STF marca julgamento para definir alcance da Lei de Anistia

Imagem: Marcello Casal Jr | Agência Brasil

O Supremo Tribunal Federal marcou para 13 de fevereiro o início do julgamento que irá definir se a Lei de Anistia pode ser aplicada a casos de ocultação de cadáver relacionados ao período da ditadura militar. A análise será feita no plenário virtual da Corte, onde os ministros apresentam seus votos eletronicamente, sem sessão presencial.

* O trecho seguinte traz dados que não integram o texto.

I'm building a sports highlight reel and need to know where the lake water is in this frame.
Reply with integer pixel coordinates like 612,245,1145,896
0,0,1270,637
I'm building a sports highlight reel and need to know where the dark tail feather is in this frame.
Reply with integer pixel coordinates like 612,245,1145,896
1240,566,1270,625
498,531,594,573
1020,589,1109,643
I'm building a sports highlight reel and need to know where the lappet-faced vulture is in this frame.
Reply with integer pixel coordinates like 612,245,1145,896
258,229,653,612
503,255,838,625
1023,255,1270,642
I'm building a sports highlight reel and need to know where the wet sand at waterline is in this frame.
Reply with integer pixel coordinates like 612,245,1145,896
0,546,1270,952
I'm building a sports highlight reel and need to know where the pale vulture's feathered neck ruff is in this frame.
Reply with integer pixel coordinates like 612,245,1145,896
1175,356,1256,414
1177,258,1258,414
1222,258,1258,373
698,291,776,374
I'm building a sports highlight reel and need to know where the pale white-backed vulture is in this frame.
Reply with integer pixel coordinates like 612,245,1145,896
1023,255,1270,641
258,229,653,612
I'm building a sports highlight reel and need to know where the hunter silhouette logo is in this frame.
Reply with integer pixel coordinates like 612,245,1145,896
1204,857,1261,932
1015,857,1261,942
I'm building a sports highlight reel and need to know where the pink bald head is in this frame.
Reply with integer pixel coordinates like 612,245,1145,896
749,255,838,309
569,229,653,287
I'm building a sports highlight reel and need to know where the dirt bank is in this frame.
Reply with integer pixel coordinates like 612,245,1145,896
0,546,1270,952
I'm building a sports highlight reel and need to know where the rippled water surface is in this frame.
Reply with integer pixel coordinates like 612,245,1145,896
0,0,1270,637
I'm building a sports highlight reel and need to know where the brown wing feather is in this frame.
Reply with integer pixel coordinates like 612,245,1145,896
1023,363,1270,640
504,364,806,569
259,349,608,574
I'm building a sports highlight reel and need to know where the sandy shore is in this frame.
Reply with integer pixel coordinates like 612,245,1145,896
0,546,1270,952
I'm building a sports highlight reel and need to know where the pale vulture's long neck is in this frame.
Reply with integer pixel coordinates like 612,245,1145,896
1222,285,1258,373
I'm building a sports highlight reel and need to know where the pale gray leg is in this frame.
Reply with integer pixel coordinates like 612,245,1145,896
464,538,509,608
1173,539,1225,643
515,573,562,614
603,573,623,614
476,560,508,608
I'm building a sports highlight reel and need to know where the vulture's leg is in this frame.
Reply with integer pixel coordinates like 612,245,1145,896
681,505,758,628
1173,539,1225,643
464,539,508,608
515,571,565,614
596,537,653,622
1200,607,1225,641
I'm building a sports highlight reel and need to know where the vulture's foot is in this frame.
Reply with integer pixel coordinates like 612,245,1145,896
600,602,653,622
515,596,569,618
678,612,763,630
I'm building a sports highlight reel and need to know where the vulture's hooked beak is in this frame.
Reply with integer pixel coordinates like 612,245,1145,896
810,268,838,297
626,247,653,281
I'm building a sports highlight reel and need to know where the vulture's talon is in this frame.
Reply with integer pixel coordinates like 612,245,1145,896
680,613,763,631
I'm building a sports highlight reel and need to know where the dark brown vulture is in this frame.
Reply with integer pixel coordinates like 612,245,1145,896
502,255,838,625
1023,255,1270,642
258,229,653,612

Em discussão está o alcance da legislação que anistiou crimes cometidos entre setembro de 1961 e agosto de 1979. O ponto central do julgamento é saber se a anistia pode alcançar situações de desaparecimento forçado, especialmente quando há ocultação de cadáver. A Corte Interamericana de Direitos Humanos entende que o desaparecimento forçado é um crime de caráter permanente, o que impediria sua anistia enquanto não houver esclarecimento sobre o paradeiro da vítima.

O caso concreto que levou o tema novamente ao STF envolve denúncia apresentada pelo Ministério Público Federal em 2015 contra os militares do Exército Lício Augusto Ribeiro Maciel e Sebastião Curió Rodrigues de Moura, já falecido. Eles foram acusados de homicídio e ocultação de cadáver durante a Guerrilha do Araguaia. A denúncia, no entanto, foi rejeitada em primeira instância com base na decisão do próprio Supremo de 2010, que validou a aplicação ampla da Lei de Anistia.

Agora, os ministros vão analisar um recurso que tenta reverter essa decisão. O julgamento pode redefinir os limites da anistia no Brasil e terá impacto direto sobre a responsabilização de agentes do Estado acusados de violações de direitos humanos durante o regime militar.